By: Shaina Oliver, Colorado Field Organizer, Moms Clean Air Force
Date: September 20, 2023
About: Colorado's Greenhouse Gas Emissions and Energy Management for Manufacturing Phase 2 (or GEMMII) Rulemaking
To: Colorado Department of Public Health and Environment's Air Quality Control Commission
Thank you for taking my comments. My name is Shaina Oliver. I’m a field organizer for Moms Clean Air Force/EcoMadres Colorado Chapter and an Indigenous Peoples Rights Advocate for all children’s right to a safe and healthy environment. United with over one million moms, dads, and caregivers fighting for climate action now by addressing environmental injustices faced by disproportionately impacted communities.
Importantly, I am a mother of four kids, and we are the descendants of the genocide known as the Indian Removal Act, known to the Dine as the Long Walk of the Navajo. And I stand directly on the ancestral lands of the Arapaho and Cheyenne Nations we call Denver metro. Disproportionate environmental harms of treaties, laws, policies, and regulations continue to be felt by Indigenous, Black, Brown, and low-wealth communities. This has historically placed Black and Chicano families near polluting industries and contaminated lands. Today, we know this to be true here in Colorado, which is why communities have supported Colorado’s climate policies and are looking to leaders to enact within their powers the Environmental Justice Act.

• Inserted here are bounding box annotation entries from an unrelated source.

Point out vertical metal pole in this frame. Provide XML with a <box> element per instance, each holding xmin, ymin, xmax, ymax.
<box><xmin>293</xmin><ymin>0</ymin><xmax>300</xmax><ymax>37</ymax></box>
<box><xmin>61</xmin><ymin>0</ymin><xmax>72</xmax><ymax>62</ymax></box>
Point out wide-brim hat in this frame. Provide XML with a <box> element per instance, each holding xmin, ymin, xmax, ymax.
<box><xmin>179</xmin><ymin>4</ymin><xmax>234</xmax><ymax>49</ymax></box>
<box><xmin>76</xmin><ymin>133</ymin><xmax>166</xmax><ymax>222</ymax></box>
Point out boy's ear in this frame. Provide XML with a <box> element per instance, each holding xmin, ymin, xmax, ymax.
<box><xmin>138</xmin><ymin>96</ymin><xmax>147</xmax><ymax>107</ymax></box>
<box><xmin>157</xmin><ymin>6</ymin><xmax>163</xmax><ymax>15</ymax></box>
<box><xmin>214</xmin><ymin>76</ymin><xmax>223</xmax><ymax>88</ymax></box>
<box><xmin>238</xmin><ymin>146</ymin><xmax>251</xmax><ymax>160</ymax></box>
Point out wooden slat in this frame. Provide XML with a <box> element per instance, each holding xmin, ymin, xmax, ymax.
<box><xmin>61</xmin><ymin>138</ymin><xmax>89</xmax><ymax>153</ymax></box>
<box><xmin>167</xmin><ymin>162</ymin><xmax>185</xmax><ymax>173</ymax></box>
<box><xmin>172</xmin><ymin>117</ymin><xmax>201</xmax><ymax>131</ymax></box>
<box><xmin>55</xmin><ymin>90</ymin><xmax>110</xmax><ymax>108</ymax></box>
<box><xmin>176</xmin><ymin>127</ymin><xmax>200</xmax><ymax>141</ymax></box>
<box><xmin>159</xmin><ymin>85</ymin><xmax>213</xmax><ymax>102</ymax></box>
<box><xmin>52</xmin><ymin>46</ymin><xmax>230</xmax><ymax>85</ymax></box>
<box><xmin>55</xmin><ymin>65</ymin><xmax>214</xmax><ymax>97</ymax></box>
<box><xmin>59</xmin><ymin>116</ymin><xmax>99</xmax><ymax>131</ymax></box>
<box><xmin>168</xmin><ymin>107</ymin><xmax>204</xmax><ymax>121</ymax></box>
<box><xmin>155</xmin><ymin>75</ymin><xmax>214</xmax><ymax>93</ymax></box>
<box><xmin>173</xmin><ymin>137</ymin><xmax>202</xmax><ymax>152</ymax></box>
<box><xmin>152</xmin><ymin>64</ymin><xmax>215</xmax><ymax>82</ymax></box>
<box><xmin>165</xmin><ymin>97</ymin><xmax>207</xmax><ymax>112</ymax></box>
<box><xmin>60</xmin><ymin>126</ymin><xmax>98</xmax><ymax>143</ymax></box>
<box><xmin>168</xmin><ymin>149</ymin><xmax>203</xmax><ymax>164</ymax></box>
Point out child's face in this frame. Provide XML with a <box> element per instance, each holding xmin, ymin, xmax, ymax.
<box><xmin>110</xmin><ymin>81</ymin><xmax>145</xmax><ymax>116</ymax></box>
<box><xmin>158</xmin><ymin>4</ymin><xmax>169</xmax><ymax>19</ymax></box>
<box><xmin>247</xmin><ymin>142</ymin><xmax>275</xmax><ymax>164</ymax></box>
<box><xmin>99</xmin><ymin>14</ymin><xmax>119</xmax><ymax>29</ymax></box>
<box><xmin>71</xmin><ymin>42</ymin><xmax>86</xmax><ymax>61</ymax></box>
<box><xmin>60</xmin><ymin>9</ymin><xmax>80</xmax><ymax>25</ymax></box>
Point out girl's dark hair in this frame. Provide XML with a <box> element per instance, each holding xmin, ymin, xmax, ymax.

Being a displaced community member in Denver, I am constantly being segregated to live in and/or near polluting industries like the industries listed for the GEMMII rulemaking. I have stayed indoors more often due to myself and my son’s asthma reactions to the poor air quality in Colorado. Parents like me living in poor air quality communities worry about our children’s health and well-being. We listen to our kids’ breathing through the late nights to ensure that they are in fact still breathing.
Disproportionately impacted (DI) community members have a right to these protections, and the Colorado Department of Public Health and Environment’s Air Quality Control Commission (AQCC) is charged with seeing that rulemakings like the GEMMII are prioritizing DI communities and enacting Colorado’s state law to reduce climate pollution. Parents of Colorado are counting on the AQCC to prioritize holding industries accountable and to vote for an alternate proposal put forward by experts and community members supporting Colorado’s climate goals and environmental justice actions.